Interplay between influenza viruses and host SUMO pathways

Final Report Summary - SUMOFLU (Interplay between influenza viruses and host SUMO pathways)

Influenza viruses cause a significant seasonal disease burden and continually threaten to initiate human pandemics. Antivirals are available for treatment of influenza, however drug-resistant viruses often emerge. Thus, there is urgent need to develop new antivirals with lower chances of selecting resistance. As viruses rely extensively on cellular functions, one way to minimise resistance is to target new antivirals against host factors. This concept requires a fundamental understanding of the molecular mechanisms underpinning the interplay between influenza viruses and their hosts.

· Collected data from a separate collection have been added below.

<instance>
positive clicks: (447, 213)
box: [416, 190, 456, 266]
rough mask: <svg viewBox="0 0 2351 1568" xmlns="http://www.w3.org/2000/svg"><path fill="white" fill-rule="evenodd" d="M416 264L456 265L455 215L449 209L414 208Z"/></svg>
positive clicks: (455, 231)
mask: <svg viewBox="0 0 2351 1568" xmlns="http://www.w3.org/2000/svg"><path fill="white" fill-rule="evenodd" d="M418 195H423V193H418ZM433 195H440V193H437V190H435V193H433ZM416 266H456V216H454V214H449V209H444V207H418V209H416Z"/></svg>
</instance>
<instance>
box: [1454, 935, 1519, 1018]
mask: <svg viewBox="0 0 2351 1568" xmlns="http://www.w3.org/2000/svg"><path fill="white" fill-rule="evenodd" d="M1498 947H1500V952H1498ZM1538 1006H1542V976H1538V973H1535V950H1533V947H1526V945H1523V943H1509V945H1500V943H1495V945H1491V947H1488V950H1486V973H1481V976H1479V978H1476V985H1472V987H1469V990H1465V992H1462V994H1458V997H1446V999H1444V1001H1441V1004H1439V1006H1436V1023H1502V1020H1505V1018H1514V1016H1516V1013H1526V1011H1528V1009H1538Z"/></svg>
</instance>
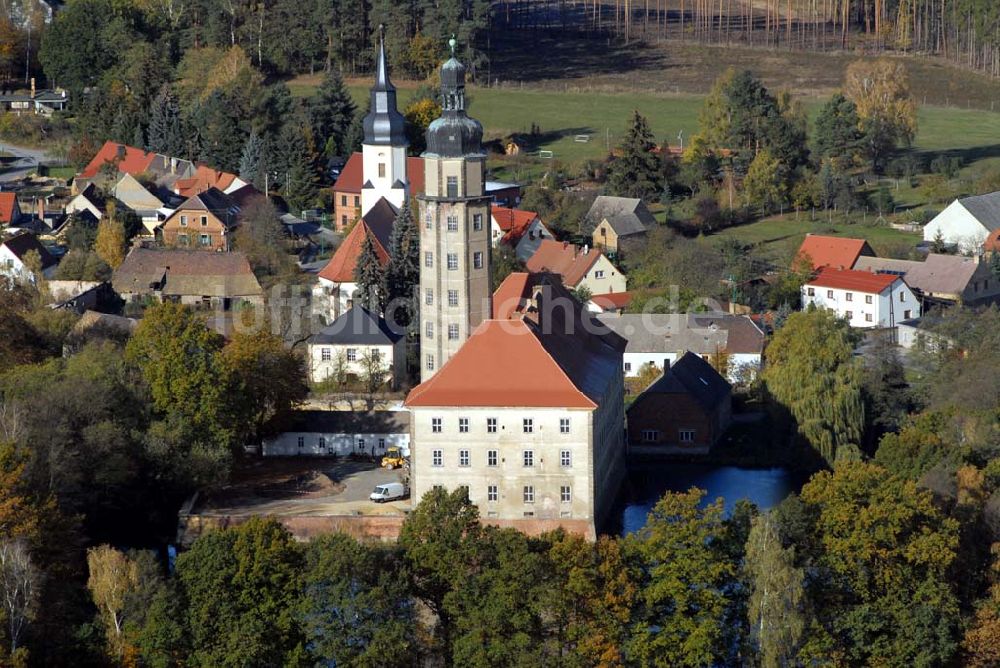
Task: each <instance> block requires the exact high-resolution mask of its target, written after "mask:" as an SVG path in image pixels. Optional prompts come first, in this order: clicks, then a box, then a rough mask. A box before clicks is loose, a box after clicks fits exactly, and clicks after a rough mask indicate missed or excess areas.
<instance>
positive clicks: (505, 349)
mask: <svg viewBox="0 0 1000 668" xmlns="http://www.w3.org/2000/svg"><path fill="white" fill-rule="evenodd" d="M484 378H488V379H489V382H483V379H484ZM529 380H530V382H526V381H529ZM406 405H407V406H408V407H420V406H497V407H499V406H524V407H545V408H584V409H592V408H596V407H597V404H596V403H594V401H593V400H592V399H590V397H588V396H587V395H586V394H584V393H583V392H582V391H580V390H579V389H578V388H577V387H576V385H574V384H573V381H571V380H570V378H569V376H568V375H566V372H565V371H563V369H562V368H561V367H560V366H559V364H557V363H556V361H555V359H553V357H552V356H551V355H550V354H549V352H548V351H547V350H546V348H545V346H543V345H542V342H541V340H540V339H539V338H538V336H537V335H536V333H535V329H534V328H533V327H532V326H531V325H530V324H529V323H527V322H525V321H523V320H486V321H484V322H483V323H482V324H481V325H479V327H477V328H476V331H474V332H473V333H472V336H470V337H469V339H468V340H467V341H466V342H465V344H464V345H463V346H462V347H461V348H460V349H459V351H458V352H457V353H455V355H454V356H453V357H452V358H451V359H450V360H448V362H447V363H445V365H444V366H443V367H441V369H440V370H439V371H438V372H437V373H436V374H434V376H432V377H431V378H430V380H428V381H426V382H424V383H421V384H420V385H418V386H417V387H415V388H414V389H413V391H411V392H410V394H409V396H408V397H407V398H406Z"/></svg>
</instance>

This project focused on the role that a host post-translational modification pathway, called SUMOylation, plays during influenza virus replication. Dynamic SUMOylation underpins the
control of almost all functions in the cell nucleus. Thus, extensive SUMO ‘re-wiring’ can be driven by both the infected host-cell nucleus as a defence response, and by the invading virus as a means to propagate efficiently. By uncovering the principles underlying cell signalling pathways that are switched ‘on’ or ‘off’ by SUMOylation during influenza virus infection, we sought to provide new insights into the cell biology of these important pathogens.

The specific aim of this project was to establish functional and mechanistic links between specific SUMO modifications, the host enzymes that cause them, and their biological impact on the influenza virus replication cycle. We found that influenza virus infection causes a dramatic change in SUMO conjugation to many host-cell proteins. To understand this response, we established technologies to identify these SUMOylated host proteins, and went on to reveal how several of these SUMO targets act to either promote or restrict virus replication. In particular, we provided insights into how species-specific variants of host ANP32A may function to promote influenza virus replication, and demonstrated the importance of such variants during virus adaptation to new hosts. We also uncovered a new regulated role for host TRIM28 in triggering immune defences against viruses by allowing the cell to produce ‘self’ immunostimulatory signals.

Overall, our analyses of SUMO post-translational modifications established new frameworks for understanding the way in which the host-cell nucleus is ‘re-wired’ during influenza virus infection. A long-term goal would be to investigate links between these newly identified cellular signalling pathways and influenza disease outcome, as well as to exploit this knowledge for the development of novel therapeutics.